Installing NGINX Ingress Controller for Perforator
This tutorial explains how to install and configure the NGINX Ingress Controller on a Kubernetes cluster to provide access to your Perforator application deployed via Helm. The Perforator application includes two user-facing parts:
- UI: Accessed via HTTP.
- API: Accessed via gRPC.
Prerequisites
- Kubernetes cluster
- Helm 3+
- PostgreSQL database
- ClickHouse database
- S3 storage
Install the NGINX Ingress Controller
In this example we will deploy NGINX using the Bitnami Helm chart
Install the Ingress Controller
Create a namespace (e.g., ingress-nginx
) and install the controller:
helm repo add ingress-nginx https://kubernetes.github.io/ingress-nginx && \
helm repo update && \
helm install my-ingress-nginx ingress-nginx/ingress-nginx --namespace ingress-nginx --create-namespace
Local testing
For local testing, you might want to set NGINX service type to ClusterIP
helm repo add ingress-nginx https://kubernetes.github.io/ingress-nginx && \
helm repo update && \
helm install my-ingress-nginx ingress-nginx/ingress-nginx --namespace ingress-nginx --create-namespace --set controller.service.type=ClusterIP
and configure port forwarding for TLS connection
kubectl port-forward svc/my-ingress-nginx-controller -n ingress-nginx 8080:443
or for plaintext connection
kubectl port-forward svc/my-ingress-nginx-controller -n ingress-nginx 8080:80
Configure DNS Records
To allow external access using domain names, create two DNS records with your DNS provider:
- HTTP UI Host:
example.com
- gRPC API Host:
grpc.example.com
which point to the external IP address of the NGINX Ingress Controller.
Local testing
For testing you can edit your /etc/hosts
file to map the domain names to your ingress controller’s IP. For example:
<ingress_controller_IP> example.com
<ingress_controller_IP> grpc.example.com
or if you're connecting to the ingress controller via port forwarding
127.0.0.1 example.com
127.0.0.1 grpc.example.com
Generate TLS Certificates
Generate two key-certificate pairs, one for the HTTP endpoint and one for gRPC. For TLS certificate management consider using tools such as cert-manager.
Local testing
For testing environments, you can generate self-signed certificates using OpenSSL.
Generate a Certificate for HTTP host
openssl req -x509 -nodes -days 365 \
-newkey rsa:2048 \
-keyout http-tls.key \
-out http-tls.crt \
-subj "/CN=example.com"
Generate a Certificate for gRPC host
openssl req -x509 -nodes -days 365 \
-newkey rsa:2048 \
-keyout grpc-tls.key \
-out grpc-tls.crt \
-subj "/CN=grpc.example.com"
Adjust the certificate's Common Name (CN) accordingly.
<namespace>
with the appropriate namespace for your Perforator deployment.
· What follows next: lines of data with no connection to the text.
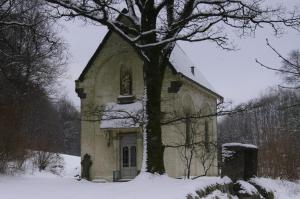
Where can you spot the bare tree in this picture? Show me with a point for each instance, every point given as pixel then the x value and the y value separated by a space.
pixel 153 26
pixel 290 69
pixel 31 58
pixel 274 128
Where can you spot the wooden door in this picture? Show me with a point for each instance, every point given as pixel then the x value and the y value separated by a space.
pixel 128 156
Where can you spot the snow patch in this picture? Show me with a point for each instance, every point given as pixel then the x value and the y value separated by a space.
pixel 121 115
pixel 247 188
pixel 282 189
pixel 240 144
pixel 183 64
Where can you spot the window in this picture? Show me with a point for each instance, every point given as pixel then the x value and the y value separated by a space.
pixel 133 156
pixel 206 136
pixel 125 81
pixel 188 130
pixel 125 156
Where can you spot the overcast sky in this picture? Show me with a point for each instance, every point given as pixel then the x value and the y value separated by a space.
pixel 233 74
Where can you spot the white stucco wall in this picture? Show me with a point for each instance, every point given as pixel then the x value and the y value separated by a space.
pixel 101 85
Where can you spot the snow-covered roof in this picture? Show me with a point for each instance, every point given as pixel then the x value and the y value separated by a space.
pixel 121 115
pixel 182 64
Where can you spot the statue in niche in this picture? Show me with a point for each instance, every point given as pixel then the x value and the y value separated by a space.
pixel 125 81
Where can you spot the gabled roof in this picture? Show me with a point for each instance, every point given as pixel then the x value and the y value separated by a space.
pixel 179 62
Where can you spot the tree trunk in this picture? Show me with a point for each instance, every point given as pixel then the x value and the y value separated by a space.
pixel 154 72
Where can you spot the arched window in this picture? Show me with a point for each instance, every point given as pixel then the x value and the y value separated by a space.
pixel 206 136
pixel 125 80
pixel 188 109
pixel 133 156
pixel 125 156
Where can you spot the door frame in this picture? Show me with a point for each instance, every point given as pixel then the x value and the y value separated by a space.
pixel 121 145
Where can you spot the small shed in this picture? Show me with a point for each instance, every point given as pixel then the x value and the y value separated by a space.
pixel 239 161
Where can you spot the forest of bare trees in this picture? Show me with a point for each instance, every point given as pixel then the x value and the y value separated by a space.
pixel 32 59
pixel 274 126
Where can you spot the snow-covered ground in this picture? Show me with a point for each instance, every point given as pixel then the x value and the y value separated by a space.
pixel 36 185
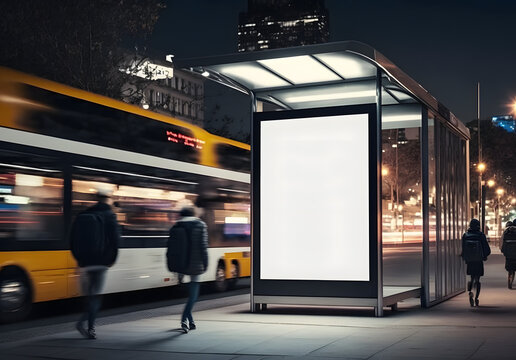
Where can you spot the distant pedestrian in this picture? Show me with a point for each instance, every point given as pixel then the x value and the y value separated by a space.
pixel 187 254
pixel 94 243
pixel 509 251
pixel 475 251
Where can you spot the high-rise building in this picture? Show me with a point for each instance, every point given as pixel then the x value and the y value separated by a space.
pixel 270 24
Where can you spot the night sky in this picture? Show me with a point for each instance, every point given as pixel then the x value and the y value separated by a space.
pixel 446 46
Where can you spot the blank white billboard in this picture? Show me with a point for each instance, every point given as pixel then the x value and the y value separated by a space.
pixel 314 198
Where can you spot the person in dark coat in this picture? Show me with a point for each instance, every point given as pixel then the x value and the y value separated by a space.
pixel 510 259
pixel 94 266
pixel 198 239
pixel 475 268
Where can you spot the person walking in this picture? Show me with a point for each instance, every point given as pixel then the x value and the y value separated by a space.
pixel 187 254
pixel 95 236
pixel 509 251
pixel 475 251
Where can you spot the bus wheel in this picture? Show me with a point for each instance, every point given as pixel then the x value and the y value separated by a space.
pixel 235 273
pixel 15 295
pixel 220 277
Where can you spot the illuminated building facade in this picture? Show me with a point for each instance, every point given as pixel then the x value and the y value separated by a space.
pixel 157 86
pixel 275 24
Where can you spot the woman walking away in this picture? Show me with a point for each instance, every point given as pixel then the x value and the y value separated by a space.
pixel 475 251
pixel 509 251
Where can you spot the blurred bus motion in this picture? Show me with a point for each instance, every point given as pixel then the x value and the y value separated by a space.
pixel 58 145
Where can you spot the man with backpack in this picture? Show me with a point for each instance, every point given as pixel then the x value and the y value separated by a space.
pixel 475 251
pixel 187 254
pixel 509 251
pixel 94 243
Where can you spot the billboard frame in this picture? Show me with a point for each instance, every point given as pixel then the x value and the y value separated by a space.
pixel 317 292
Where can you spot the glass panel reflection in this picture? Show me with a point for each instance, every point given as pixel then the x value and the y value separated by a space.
pixel 402 223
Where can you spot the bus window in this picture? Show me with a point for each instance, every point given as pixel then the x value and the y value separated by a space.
pixel 233 158
pixel 31 199
pixel 145 212
pixel 230 224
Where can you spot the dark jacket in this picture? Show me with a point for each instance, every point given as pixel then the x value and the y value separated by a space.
pixel 198 236
pixel 112 234
pixel 479 236
pixel 508 234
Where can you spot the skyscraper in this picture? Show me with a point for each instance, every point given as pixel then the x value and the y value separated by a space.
pixel 270 24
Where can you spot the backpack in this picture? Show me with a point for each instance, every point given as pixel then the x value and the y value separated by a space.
pixel 472 249
pixel 88 238
pixel 178 249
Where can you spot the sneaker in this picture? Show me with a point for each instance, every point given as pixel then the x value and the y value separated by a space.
pixel 184 327
pixel 81 329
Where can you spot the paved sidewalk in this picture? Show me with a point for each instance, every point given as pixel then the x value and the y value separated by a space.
pixel 451 330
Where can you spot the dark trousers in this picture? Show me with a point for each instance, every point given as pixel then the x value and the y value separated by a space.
pixel 193 294
pixel 92 283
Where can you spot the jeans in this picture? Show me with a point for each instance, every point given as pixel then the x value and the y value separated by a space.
pixel 193 294
pixel 92 283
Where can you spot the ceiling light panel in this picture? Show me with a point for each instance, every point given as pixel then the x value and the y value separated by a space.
pixel 300 69
pixel 334 95
pixel 250 75
pixel 347 65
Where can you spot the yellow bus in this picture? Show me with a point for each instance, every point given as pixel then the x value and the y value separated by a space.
pixel 59 144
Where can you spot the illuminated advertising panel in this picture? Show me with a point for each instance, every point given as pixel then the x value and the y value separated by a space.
pixel 314 195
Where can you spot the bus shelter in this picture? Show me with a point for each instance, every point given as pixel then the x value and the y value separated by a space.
pixel 359 178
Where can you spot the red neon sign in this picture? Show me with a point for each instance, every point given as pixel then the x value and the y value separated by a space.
pixel 179 138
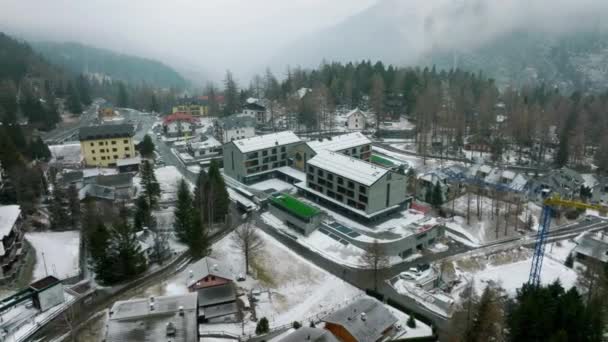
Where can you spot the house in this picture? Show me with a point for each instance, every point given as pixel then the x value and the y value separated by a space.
pixel 166 318
pixel 103 145
pixel 591 249
pixel 208 272
pixel 352 186
pixel 356 120
pixel 310 334
pixel 234 127
pixel 207 148
pixel 48 292
pixel 179 124
pixel 256 158
pixel 257 111
pixel 11 249
pixel 356 145
pixel 364 320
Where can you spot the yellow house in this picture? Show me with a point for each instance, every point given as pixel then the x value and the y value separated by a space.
pixel 103 145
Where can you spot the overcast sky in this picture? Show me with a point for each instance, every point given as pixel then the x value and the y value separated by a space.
pixel 200 33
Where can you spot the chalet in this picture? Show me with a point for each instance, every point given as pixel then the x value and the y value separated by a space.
pixel 356 120
pixel 365 320
pixel 166 318
pixel 208 272
pixel 179 124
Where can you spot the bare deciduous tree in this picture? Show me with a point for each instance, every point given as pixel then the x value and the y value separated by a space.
pixel 375 258
pixel 248 241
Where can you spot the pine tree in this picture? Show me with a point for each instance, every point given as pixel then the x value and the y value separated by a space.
pixel 183 212
pixel 146 147
pixel 149 184
pixel 74 206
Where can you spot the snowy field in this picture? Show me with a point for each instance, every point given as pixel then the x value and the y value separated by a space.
pixel 273 184
pixel 60 249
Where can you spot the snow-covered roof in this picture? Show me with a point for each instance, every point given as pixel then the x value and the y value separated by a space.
pixel 209 143
pixel 261 142
pixel 352 168
pixel 8 217
pixel 339 142
pixel 208 266
pixel 354 111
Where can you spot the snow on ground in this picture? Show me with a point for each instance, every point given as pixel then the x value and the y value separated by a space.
pixel 60 249
pixel 512 276
pixel 274 184
pixel 320 243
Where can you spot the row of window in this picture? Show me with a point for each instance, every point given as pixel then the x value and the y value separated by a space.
pixel 114 149
pixel 108 157
pixel 113 142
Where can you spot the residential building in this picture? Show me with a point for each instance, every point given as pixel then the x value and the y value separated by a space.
pixel 166 318
pixel 179 124
pixel 234 127
pixel 297 215
pixel 256 158
pixel 591 249
pixel 360 189
pixel 356 120
pixel 355 144
pixel 257 111
pixel 310 334
pixel 11 249
pixel 364 320
pixel 105 144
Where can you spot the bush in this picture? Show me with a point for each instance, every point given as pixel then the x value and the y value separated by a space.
pixel 411 322
pixel 262 327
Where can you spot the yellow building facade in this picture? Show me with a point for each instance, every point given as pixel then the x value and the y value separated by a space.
pixel 103 145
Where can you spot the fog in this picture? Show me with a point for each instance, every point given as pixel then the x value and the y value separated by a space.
pixel 210 36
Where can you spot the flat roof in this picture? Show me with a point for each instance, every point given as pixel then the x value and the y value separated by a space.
pixel 354 169
pixel 339 142
pixel 106 132
pixel 262 142
pixel 8 217
pixel 294 206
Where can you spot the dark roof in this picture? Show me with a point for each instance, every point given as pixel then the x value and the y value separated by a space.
pixel 365 319
pixel 216 295
pixel 44 283
pixel 254 106
pixel 310 334
pixel 117 180
pixel 106 132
Create Kubernetes TLS Secrets Replace - For HTTP host:
kubectl create secret tls http-tls-secret \
--key=http-tls.key --cert=http-tls.crt \
-n <namespace>
- For gRPC host:
kubectl create secret tls grpc-tls-secret \
--key=grpc-tls.key --cert=grpc-tls.crt \
-n <namespace>
Deploy Perforator Using Helm
Note
If you haven't installed the Perforator Helm chart yet, see this guide for step-by-step instructions
Add these ingress parameters to your values.yaml file, replacing the corresponding host and secret names as needed.
ingress:
http:
enabled: true
className: "nginx"
hosts:
- host: example.com
paths:
- path: /
pathType: Prefix
tls:
- hosts:
- example.com
secretName: http-tls-secret
grpc:
enabled: true
annotations:
nginx.ingress.kubernetes.io/backend-protocol: "GRPC"
className: "nginx"
hosts:
- host: grpc.example.com
paths:
- path: /
pathType: Prefix
tls:
- hosts:
- grpc.example.com
secretName: grpc-tls-secret
Upgrate your Perforator deploymnet:
helm upgrade <my-perforator-release> -n <namespace> perforator/perforator -f <my-values.yaml>
Verify the Deployment
To access the Perforator UI, open the corresponding HTTP host in your browser and accept the self-signed certificate warning if prompted.